Aborto, uma questão de direitos, cidadania e saúde, por Jacqueline Pitanguy

Foto: Daniele Fagundes

Foto: Daniele Fagundes

02 de outubro, 2023 Correio Braziliense Por Jacqueline Pitanguy

Enquanto a América Latina avança na descriminalização do abortamento, previsto na Argentina, Colômbia, Cuba, México, Uruguai e, no contexto internacional, este direito é reconhecido pela maioria absoluta dos países, o Brasil se destaca por ter uma das legislações mais restritivas com relação aos permissivos legais para a interrupção voluntária da gravidez, só permitida em função de gravidez por estupro, feto anencefálico ou risco de vida da gestante e, mesmo nestes casos, a gestante enfrenta inúmeros obstáculos para o seu atendimento pelo sistema de saúde.

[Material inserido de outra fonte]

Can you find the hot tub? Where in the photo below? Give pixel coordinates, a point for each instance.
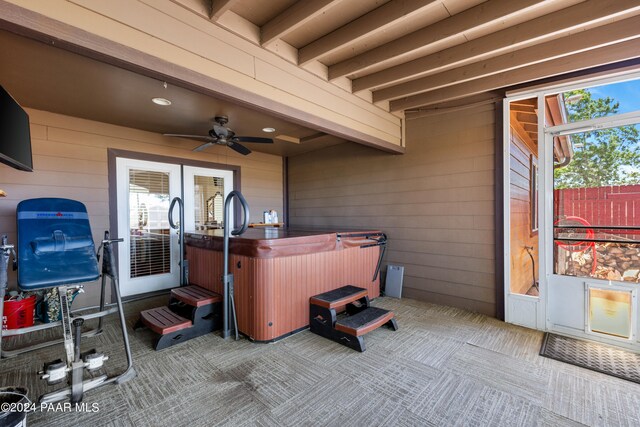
(276, 271)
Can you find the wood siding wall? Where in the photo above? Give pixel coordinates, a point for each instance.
(436, 203)
(70, 160)
(520, 206)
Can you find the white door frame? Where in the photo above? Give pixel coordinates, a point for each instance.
(567, 300)
(138, 285)
(189, 172)
(536, 309)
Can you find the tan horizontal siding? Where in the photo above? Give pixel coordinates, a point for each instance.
(71, 160)
(436, 203)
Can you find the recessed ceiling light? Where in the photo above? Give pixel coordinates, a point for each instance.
(161, 101)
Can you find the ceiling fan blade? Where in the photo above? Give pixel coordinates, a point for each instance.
(256, 139)
(201, 137)
(203, 146)
(220, 130)
(239, 148)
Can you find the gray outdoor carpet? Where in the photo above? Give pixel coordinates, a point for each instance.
(597, 357)
(443, 367)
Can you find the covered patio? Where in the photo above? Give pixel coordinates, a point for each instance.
(445, 366)
(354, 140)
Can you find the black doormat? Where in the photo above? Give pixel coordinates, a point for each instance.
(597, 357)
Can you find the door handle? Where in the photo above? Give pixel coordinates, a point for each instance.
(175, 200)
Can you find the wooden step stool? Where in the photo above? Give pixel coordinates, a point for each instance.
(192, 311)
(360, 319)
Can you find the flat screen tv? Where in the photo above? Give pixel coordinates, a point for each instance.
(15, 137)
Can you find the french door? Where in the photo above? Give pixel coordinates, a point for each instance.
(149, 258)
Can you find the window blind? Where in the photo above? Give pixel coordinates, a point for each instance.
(150, 240)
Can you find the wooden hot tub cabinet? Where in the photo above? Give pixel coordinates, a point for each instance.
(276, 271)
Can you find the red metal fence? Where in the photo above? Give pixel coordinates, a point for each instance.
(617, 205)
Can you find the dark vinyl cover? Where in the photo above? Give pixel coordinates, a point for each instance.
(277, 242)
(55, 245)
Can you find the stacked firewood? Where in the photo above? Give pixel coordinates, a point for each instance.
(615, 261)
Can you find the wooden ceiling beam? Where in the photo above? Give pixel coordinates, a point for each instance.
(293, 18)
(375, 21)
(580, 61)
(218, 7)
(615, 32)
(563, 20)
(474, 17)
(529, 118)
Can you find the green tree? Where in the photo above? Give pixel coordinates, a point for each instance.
(602, 157)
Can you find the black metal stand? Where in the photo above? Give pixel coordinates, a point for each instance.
(77, 363)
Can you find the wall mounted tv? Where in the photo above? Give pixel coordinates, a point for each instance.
(15, 137)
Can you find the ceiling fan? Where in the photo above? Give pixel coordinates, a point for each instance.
(222, 135)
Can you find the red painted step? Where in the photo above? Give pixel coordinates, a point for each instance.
(338, 297)
(365, 321)
(195, 295)
(163, 321)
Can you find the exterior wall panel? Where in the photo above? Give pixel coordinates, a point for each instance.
(436, 203)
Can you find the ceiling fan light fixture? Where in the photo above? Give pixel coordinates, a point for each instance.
(161, 101)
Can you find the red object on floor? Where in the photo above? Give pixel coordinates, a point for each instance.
(18, 314)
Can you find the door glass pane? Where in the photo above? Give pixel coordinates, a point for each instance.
(150, 237)
(209, 201)
(601, 101)
(596, 204)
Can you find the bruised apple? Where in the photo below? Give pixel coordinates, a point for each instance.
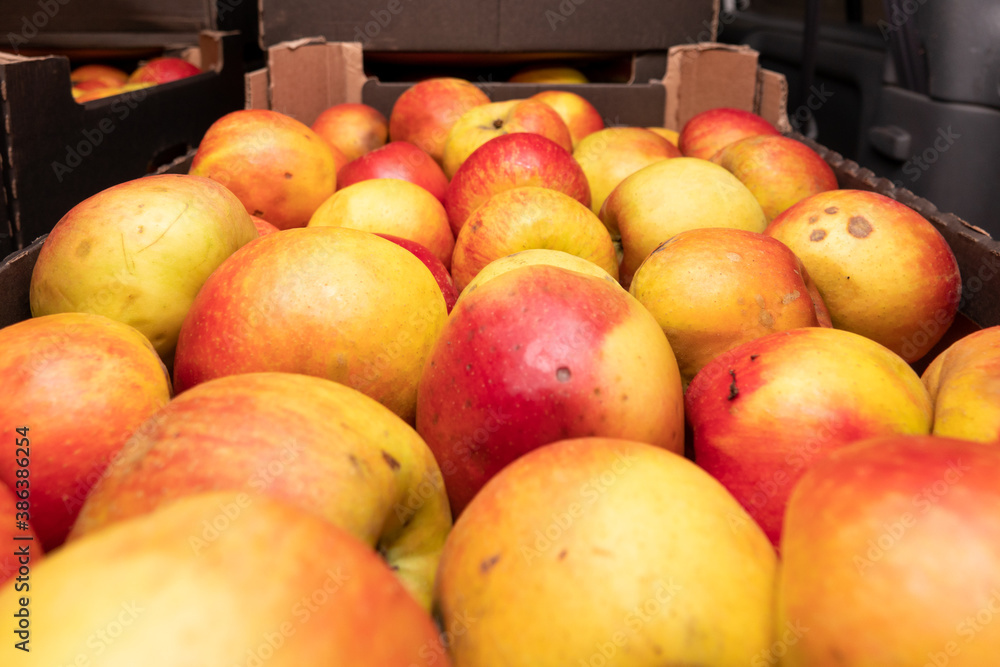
(540, 354)
(279, 168)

Consequência direta dessa restrição, o aborto inseguro é a quarta causa da mortalidade materna, que alcança níveis inaceitáveis em nosso país e afeta principalmente as mulheres negras e pobres. Se não vão a óbito ocupam porcentagem significativa dos leitos ginecológicos dos hospitais.

Cerca de dois milhões de mulheres foram internadas em consequência de abortos inseguros segundo a Pesquisa Nacional do Aborto, de 2021. É evidente que esta situação é um problema de saúde pública e acarreta significativos custos sociais e econômicos para o país . Quantas mães vítimas do abortamento clandestino perdem suas vidas deixando filhos pequenos desamparados? Quantas meninas não chegam à vida adulta ? E quantas sofrem consequências emocionais e severos agravos à saúde ?

O aborto não deve ser visto como como se fosse um ponto fora do ciclo reprodutivo. Esta mesma pesquisa indica que uma em cada sete mulheres brasileiras até 40 anos afirmou ja ter feito um aborto, sendo que 81% delas disse ter uma religião. De fato, a possibilidade de engravidar acompanha as meninas e as mulheres desde sua primeira menstruação.

A vida sexual e reprodutiva requer o acesso à informação e a métodos modernos de contracepção, bem como a atenção à gestação, ao parto e puerpério, a infertilidade, às infecções sexualmente transmissíveis, à menopausa e ao direito a interromper a gestação de forma segura, como recomenda a Organização Mundial da Saúde. Estas são demandas históricas inscritas já em 1986, na Carta das Mulheres Brasileiras aos Constituintes.

É fundamental que as mulheres brasileiras sejam atendidas pelo sistema de saúde pública, para o qual contribuem, como cidadãs plenas de direito e não relegadas ao espaço sombrio e perigoso do mundo do crime, da clandestinidade do aborto inseguro, desprovidas de sua dignidade humana, vítimas de julgamento moral, violadas em seu direito constitucional a saúde e a integridade física e esmagadas pelo silencio cúmplice de parcela significativa da sociedade, que prefere não se manifestar mesmo se, intimamente, apoia o direito de interromper a gestação em determinadas circunstancias.